For functions operating on various dimensional types, I chose to have them under a common namespace (Numerics) for 3 reasons:

- to easily find them, not having to determine if they are part of a specific type
- to express them symmetrically, as I don't like having a variable pretend to have a specific role, ie I find
`add(a, b)`

superior to`a.add(b)`

when the result is a newly allocated instance. - to centralize them: some method require 0 argument, or 1 argument, or multiple arguments of different types. This allows to not locate APIs based on their argument types or argument order.

About function that need to store output results, the *reference* (designated) function would write output to a preallocated result instance (possibly the same as an input, if in-place is supported - could be a precondition), and *secondary* functions that allocate output are implemented from the reference one.

For operators (like +, -, /, .+), I went with static funcs under each types (although I don't remember exactly why, as this could probably be moved to the NDimensionalArray level if possible).

## Bridges with other CPU/GPU APIs

I'm a great fan of layered APIs, that is, implementing features as modular / separate libraries that can be linked depending on needs (and available hardware or resources). For instance, reading and writing matrix contents from/to a Metal texture can be achieved when the `Numerics+Metal`

library is imported, but would otherwise not be provided as part of the general Numerics API.

It scales well with the numerous CPU or GPU APIs out there like Metal, GL, Vulkan, OpenCV, etc. for which bridges can be implemented. I started thinking about some general concepts and semantics that could serve as a basis for that, but it is probably too early to share.

## Unaddressed Topics

- Fixed-size types that can be allocated on the stack. Generics with integer parameters, like C++ templates allow (
`Vector<16>`

). I believe these should be addressed, but possibly separately from the arbitrarily sized types described here. - More fixed dimension tensors: I only implemented vector, matrix, and generic tensors (any dimensions).

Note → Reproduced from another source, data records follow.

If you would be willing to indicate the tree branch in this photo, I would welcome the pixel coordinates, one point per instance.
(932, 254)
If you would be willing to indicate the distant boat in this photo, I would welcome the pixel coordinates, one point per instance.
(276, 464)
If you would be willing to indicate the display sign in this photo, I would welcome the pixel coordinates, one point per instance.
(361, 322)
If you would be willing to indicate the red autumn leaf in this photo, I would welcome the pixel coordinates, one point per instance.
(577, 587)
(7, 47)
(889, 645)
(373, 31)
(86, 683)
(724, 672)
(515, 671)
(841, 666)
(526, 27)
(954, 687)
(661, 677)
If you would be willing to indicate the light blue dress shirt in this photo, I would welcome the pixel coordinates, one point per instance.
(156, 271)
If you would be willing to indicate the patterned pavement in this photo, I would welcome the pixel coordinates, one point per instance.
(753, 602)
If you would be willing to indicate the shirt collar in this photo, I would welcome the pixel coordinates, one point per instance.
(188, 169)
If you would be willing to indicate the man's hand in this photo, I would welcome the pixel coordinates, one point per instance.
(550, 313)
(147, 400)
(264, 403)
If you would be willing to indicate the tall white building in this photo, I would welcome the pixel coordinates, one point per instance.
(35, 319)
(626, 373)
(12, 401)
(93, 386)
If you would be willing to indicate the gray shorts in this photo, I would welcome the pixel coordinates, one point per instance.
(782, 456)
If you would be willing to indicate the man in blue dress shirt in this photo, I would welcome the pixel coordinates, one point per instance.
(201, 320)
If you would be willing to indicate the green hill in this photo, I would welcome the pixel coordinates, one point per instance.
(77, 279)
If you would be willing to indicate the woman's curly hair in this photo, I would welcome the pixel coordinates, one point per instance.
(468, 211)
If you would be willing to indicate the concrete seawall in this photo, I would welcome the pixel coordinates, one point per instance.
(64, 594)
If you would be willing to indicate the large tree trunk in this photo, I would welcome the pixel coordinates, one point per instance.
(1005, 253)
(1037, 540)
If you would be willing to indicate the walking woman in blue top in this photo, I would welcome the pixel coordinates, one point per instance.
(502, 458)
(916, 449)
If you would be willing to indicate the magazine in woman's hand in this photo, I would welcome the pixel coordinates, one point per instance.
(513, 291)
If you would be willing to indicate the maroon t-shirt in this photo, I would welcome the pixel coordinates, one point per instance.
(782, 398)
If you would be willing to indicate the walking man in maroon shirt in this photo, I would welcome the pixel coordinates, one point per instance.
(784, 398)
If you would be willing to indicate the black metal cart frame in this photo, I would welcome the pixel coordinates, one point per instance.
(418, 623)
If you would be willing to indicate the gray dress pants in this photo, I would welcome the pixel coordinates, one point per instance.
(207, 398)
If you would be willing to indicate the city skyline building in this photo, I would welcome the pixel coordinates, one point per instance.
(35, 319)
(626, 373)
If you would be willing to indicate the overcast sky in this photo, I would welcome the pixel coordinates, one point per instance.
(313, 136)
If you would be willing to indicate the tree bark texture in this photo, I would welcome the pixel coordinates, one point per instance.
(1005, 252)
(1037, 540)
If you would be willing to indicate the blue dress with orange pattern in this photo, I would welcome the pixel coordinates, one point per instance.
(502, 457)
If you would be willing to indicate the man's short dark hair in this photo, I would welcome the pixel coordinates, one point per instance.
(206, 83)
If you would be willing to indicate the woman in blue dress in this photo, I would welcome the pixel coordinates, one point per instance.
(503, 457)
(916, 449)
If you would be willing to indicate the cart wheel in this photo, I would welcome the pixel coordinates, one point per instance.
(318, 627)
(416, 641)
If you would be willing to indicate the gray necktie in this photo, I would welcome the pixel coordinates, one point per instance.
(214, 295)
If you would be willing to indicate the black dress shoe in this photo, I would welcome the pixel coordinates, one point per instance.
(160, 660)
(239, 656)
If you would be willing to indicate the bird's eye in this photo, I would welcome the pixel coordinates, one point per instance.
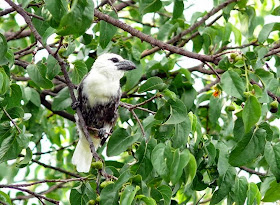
(115, 60)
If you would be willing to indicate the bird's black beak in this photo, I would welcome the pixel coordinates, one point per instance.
(125, 65)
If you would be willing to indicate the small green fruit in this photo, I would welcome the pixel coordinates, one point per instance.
(238, 57)
(105, 183)
(274, 106)
(91, 202)
(97, 198)
(97, 165)
(233, 55)
(247, 94)
(230, 108)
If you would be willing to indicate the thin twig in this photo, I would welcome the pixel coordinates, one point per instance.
(62, 64)
(16, 33)
(251, 171)
(139, 123)
(56, 150)
(7, 114)
(40, 197)
(191, 28)
(208, 87)
(25, 49)
(52, 188)
(49, 180)
(214, 71)
(128, 106)
(153, 41)
(146, 101)
(59, 45)
(54, 168)
(200, 198)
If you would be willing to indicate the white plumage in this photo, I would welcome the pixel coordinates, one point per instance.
(98, 99)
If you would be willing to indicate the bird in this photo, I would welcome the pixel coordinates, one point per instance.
(99, 96)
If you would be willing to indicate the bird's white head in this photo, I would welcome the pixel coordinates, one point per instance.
(112, 66)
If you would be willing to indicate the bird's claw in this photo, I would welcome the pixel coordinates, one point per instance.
(101, 132)
(75, 104)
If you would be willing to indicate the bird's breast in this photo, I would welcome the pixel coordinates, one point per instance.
(100, 90)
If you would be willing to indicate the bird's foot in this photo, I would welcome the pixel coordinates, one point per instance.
(102, 132)
(75, 104)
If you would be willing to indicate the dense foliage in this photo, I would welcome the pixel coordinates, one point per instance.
(188, 131)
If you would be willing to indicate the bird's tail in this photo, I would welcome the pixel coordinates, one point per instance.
(82, 156)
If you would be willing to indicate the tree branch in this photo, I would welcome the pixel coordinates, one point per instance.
(251, 171)
(191, 28)
(70, 85)
(152, 41)
(40, 197)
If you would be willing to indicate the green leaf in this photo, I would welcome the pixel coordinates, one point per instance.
(4, 81)
(9, 149)
(122, 179)
(276, 11)
(120, 141)
(158, 159)
(178, 8)
(272, 194)
(109, 195)
(3, 46)
(5, 198)
(248, 148)
(166, 193)
(133, 77)
(78, 19)
(82, 194)
(272, 156)
(14, 97)
(254, 195)
(57, 9)
(215, 108)
(33, 96)
(178, 112)
(153, 83)
(27, 158)
(38, 75)
(224, 186)
(53, 67)
(251, 113)
(180, 160)
(42, 27)
(80, 70)
(146, 200)
(14, 112)
(190, 169)
(148, 6)
(62, 100)
(181, 134)
(240, 190)
(266, 30)
(107, 31)
(232, 84)
(128, 194)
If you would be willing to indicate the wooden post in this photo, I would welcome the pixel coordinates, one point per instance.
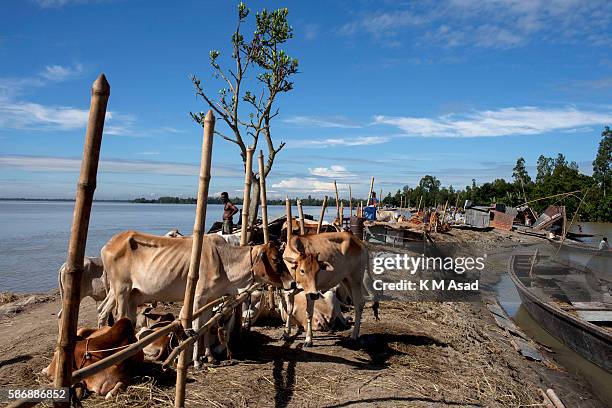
(289, 218)
(263, 199)
(351, 199)
(196, 253)
(370, 193)
(323, 207)
(301, 214)
(100, 92)
(337, 200)
(444, 212)
(246, 198)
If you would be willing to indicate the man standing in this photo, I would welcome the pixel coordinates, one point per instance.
(229, 209)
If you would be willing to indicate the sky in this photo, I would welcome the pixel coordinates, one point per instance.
(458, 89)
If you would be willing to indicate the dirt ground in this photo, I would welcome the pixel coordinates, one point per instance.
(418, 355)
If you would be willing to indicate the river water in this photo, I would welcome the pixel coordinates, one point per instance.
(35, 234)
(599, 379)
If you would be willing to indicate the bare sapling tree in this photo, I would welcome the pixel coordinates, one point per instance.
(257, 72)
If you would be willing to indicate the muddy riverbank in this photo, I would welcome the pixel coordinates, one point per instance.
(422, 354)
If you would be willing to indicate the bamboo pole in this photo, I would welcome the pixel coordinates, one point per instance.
(263, 199)
(301, 214)
(100, 92)
(289, 219)
(196, 253)
(370, 193)
(337, 201)
(214, 319)
(351, 199)
(323, 207)
(444, 212)
(246, 198)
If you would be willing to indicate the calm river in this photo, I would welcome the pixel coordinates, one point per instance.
(35, 234)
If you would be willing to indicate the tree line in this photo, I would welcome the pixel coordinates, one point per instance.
(554, 176)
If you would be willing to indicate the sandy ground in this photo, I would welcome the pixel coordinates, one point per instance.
(418, 354)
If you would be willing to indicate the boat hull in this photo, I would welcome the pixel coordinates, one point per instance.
(588, 340)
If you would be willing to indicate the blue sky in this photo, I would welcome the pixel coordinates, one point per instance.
(458, 89)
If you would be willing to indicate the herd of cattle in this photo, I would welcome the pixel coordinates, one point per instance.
(318, 274)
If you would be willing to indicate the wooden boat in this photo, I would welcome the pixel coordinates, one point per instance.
(573, 324)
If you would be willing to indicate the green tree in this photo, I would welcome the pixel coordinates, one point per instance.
(261, 65)
(544, 168)
(602, 165)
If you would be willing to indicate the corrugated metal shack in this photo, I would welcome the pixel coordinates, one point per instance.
(477, 216)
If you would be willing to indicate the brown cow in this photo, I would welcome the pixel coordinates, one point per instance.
(95, 344)
(327, 314)
(145, 268)
(320, 262)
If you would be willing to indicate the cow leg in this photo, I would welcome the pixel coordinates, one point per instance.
(290, 303)
(203, 342)
(309, 312)
(358, 302)
(115, 390)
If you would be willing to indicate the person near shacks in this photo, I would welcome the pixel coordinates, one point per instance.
(229, 210)
(603, 245)
(373, 200)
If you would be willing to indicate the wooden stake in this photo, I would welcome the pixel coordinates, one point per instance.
(323, 207)
(337, 201)
(100, 92)
(370, 193)
(196, 253)
(301, 214)
(263, 199)
(289, 219)
(246, 198)
(351, 199)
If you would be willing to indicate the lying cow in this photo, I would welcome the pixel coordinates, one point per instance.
(95, 344)
(320, 262)
(327, 314)
(93, 280)
(150, 321)
(145, 268)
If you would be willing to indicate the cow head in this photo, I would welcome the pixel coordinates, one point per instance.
(268, 266)
(306, 268)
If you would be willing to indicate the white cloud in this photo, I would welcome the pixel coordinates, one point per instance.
(333, 142)
(63, 164)
(526, 120)
(322, 122)
(304, 184)
(489, 24)
(60, 73)
(27, 115)
(335, 171)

But common tensors with specific dimensions, like 5D BSHWC (Batch, Sequence, Height, Width, Channel) could easily be implemented with higher performance (than generic tensors) subscripting / indexing, again with much of the computation code already available in the NDimensionalArray extensions.
- Richer element types: RGBA, Complex, etc.
- "Row Bytes" that are not an integral multiple of element size (element is 16 bytes like
`Complex<Double>`

, but row is a multiple of 8 bytes). - Permutation: I very recently noticed in newer Metal APIs that dimension permutation was expressed at the container level, which allowed lazy evaluation (transpose is only lazily evaluated, when actual data is needed). This is an interesting route to investigate.